I use this solution and it works. But it's like Cargo cult for me. I understand every single action at this function but can't get a clue why it works. I will be very grateful if somebody will explain it.

2 Answers 2

2

In points:

  • The suffixes Kilo, Mega, Giga, Tera, etc. are equivalent of 1000^1, 1000^2, 1000^3, 1000^4, etc.
    • In fact the given algorithm is wrong since it uses powers $1024^i$ and therefore should use suffixes like Kibi, Mebi, Gibi, etc., compare Wikipedia;
    • On the other hand, those are not very popular and its use might be just counter-productive.
    • Still, it is good to be aware of the issue ;-)
  • The $\log_bn$ is a number $k$ such that $b^k = n$;
    • So $log_{1000}1000 = 1$, $log_{1000}1000000 = 2$, and so on,
    • Also, the logarithm function is continous and monotonic, hence $1 < log_{1000}1234 < 2 < log_{1000}7654321 < log_{1000}87654321 < 3$ \begin{align*} \log_{1000}1234 &\approx 1.03043\ldots & 1000^1 &= 1000 & 1000^{0.030438\ldots} &= 1.234 \\ \log_{1000}7654321 &\approx 2.29463\ldots & 1000^2 &= 1000000 &1000^{0.29463\ldots} &= 7.654321 \end{align*}
  • So, by separating the integral and fractional part of $\log_{1000}n$ you know how many triples of zeros you should append...

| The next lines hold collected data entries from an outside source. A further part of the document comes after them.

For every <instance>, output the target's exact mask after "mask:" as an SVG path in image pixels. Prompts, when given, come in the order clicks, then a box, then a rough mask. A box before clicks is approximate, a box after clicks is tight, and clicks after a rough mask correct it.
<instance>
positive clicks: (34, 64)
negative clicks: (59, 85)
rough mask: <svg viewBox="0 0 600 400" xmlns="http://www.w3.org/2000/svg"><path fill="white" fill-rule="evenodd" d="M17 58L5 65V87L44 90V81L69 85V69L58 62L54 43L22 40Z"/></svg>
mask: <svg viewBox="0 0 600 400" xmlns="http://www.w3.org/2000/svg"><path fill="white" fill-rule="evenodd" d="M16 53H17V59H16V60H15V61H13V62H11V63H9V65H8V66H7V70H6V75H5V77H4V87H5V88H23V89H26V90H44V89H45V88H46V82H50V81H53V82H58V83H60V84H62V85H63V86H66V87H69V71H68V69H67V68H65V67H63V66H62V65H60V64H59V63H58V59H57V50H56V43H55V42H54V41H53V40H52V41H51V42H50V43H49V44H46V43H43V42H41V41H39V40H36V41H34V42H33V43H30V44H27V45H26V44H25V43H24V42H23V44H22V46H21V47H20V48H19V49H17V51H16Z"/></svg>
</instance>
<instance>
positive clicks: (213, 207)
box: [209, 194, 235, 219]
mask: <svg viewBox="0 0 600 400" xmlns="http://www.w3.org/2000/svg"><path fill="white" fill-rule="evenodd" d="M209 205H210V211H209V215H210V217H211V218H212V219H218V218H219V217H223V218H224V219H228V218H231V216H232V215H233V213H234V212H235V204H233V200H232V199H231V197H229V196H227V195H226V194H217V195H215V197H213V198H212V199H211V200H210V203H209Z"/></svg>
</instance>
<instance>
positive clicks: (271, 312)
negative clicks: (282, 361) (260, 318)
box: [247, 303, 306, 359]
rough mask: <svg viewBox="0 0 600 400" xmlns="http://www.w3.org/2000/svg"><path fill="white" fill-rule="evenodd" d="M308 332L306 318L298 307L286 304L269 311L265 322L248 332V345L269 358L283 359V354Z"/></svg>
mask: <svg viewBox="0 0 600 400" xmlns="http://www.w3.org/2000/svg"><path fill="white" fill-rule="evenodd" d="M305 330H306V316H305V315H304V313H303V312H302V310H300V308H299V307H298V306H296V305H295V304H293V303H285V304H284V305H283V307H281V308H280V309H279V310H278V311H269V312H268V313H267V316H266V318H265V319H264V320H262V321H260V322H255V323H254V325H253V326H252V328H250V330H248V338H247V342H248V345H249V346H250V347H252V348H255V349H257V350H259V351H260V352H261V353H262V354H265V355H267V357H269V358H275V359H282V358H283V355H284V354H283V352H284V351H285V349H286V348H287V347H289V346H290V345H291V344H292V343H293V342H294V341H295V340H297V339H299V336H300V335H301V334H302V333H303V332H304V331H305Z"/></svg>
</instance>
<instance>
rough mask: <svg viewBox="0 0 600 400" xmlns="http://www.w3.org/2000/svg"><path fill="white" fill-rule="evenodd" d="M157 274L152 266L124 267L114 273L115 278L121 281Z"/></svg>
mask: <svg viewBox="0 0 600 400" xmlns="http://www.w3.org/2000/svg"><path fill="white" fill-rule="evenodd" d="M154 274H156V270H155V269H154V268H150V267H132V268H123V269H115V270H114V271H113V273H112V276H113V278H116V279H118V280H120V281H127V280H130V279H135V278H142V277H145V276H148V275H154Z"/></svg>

    • {'', 'K', 'M', 'G', 'T'}[$\lfloor\log_{1000}42)\rfloor$] == ' '

    • {'', 'K', 'M', 'G', 'T'}[$\lfloor\log_{1000}1234\rfloor$] == 'K'

    • {'', 'K', 'M', 'G', 'T'}[$\lfloor\log_{1000}7654321\rfloor$] == 'M'

    • {'', 'K', 'M', 'G', 'T'}[$\lfloor\log_{1000}123456789\rfloor$] == 'G'

  • ...and what should be the prefix:

    • $\log_{1000}42 - 0 = \log_{1000}42 - \lfloor\log_{1000}42\rfloor \approx 0.541\ldots$, $\quad1000^{0.541\ldots} = 42$
    • $\log_{1000}1234 - 1 \approx 0.030438\ldots$, $\quad1000^{0.030438\ldots} = 1.234$
  • This all works for any base like 10, 16, 1000, 1024, whatever, and so your algorithm follows ;-)

I'm sorry if the explanation came too basic for you, but I didn't know your background; I hope it will help ;-)

  • 0
    @dtldarek Your explanation is pretty fine for me. Only one thing, I always thought suffixes Kilo, Mega, Giga, Tera, etc. are equivalent of 1024^i and Kibi, Mebi, Gibi 1000^i.2012-11-30
0

The first line gives $base=\log_{1024} size$, the power of $1024$ that size is. The suffix comes because each time base increases by $1$, we want a different suffix. For example, if $2 \lt base \lt 3$ we have a size between $1024^2$ and $1024^3$, so the size is in the range of Megabytes. The round part just divides the size by the size of a Megabyte or whatever suffix we are using.